Chapter 28. Linux traffic control

Linux offers tools for managing and manipulating the transmission of packets. The Linux Traffic Control (TC) subsystem helps in policing, classifying, shaping, and scheduling network traffic. TC also mangles the packet content during classification by using filters and actions. The TC subsystem achieves this by using queuing disciplines (qdisc), a fundamental element of the TC architecture.

The scheduling mechanism arranges or rearranges the packets before they enter or exit different queues. The most common scheduler is the First-In-First-Out (FIFO) scheduler. You can do the qdiscs operations temporarily using the tc utility or permanently using NetworkManager.

In Red Hat Enterprise Linux, you can configure default queueing disciplines in various ways to manage the traffic on a network interface.

28.1. Overview of queuing disciplines

Queuing disciplines (qdiscs) help with queuing up and, later, scheduling of traffic transmission by a network interface. A qdisc has two operations;

  • enqueue requests so that a packet can be queued up for later transmission and
  • dequeue requests so that one of the queued-up packets can be chosen for immediate transmission.
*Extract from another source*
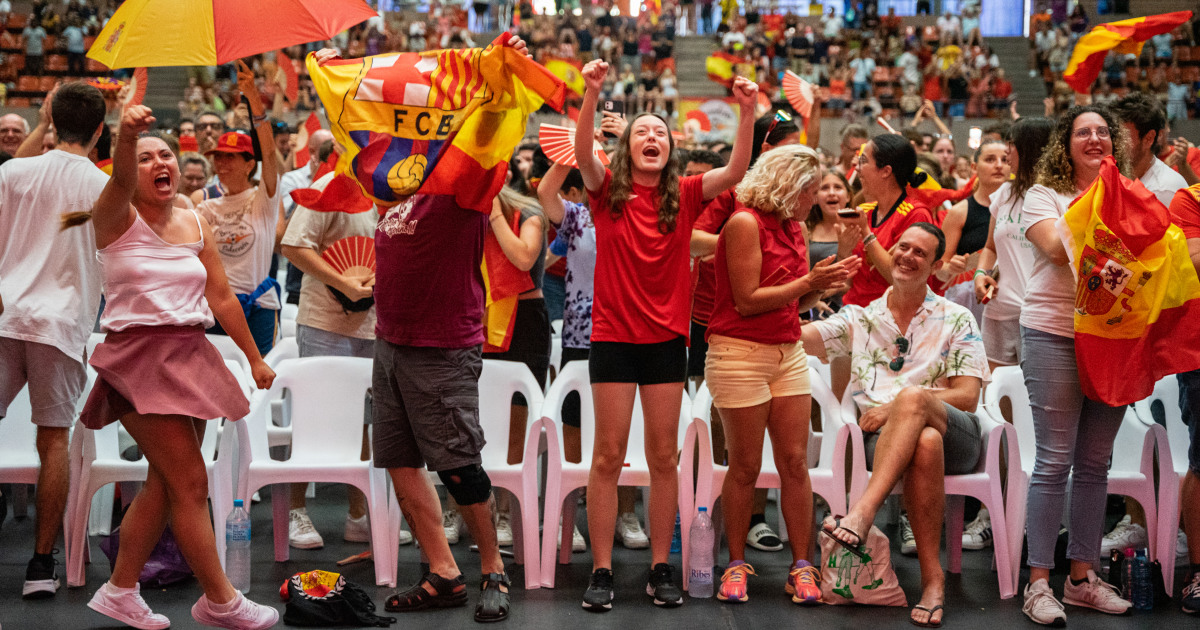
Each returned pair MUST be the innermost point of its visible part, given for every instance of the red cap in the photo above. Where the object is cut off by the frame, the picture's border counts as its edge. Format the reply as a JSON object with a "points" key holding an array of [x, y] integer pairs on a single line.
{"points": [[233, 142]]}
Every qdisc has a 16-bit hexadecimal identification number called a handle, with an attached colon, such as 1: or abcd:. This number is called the qdisc major number. If a qdisc has classes, then the identifiers are formed as a pair of two numbers with the major number before the minor, <major>:<minor>, for example abcd:1. The numbering scheme for the minor numbers depends on the qdisc type. Sometimes the numbering is systematic, where the first-class has the ID <major>:1, the second one <major>:2, and so on. Some qdiscs allow the user to set class minor numbers arbitrarily when creating the class.

Classful qdiscs

Different types of qdiscs exist and help in the transfer of packets to and from a networking interface. You can configure qdiscs with root, parent, or child classes. The point where children can be attached are called classes. Classes in qdisc are flexible and can always contain either multiple children classes or a single child, qdisc. There is no prohibition against a class containing a classful qdisc itself, this facilitates complex traffic control scenarios.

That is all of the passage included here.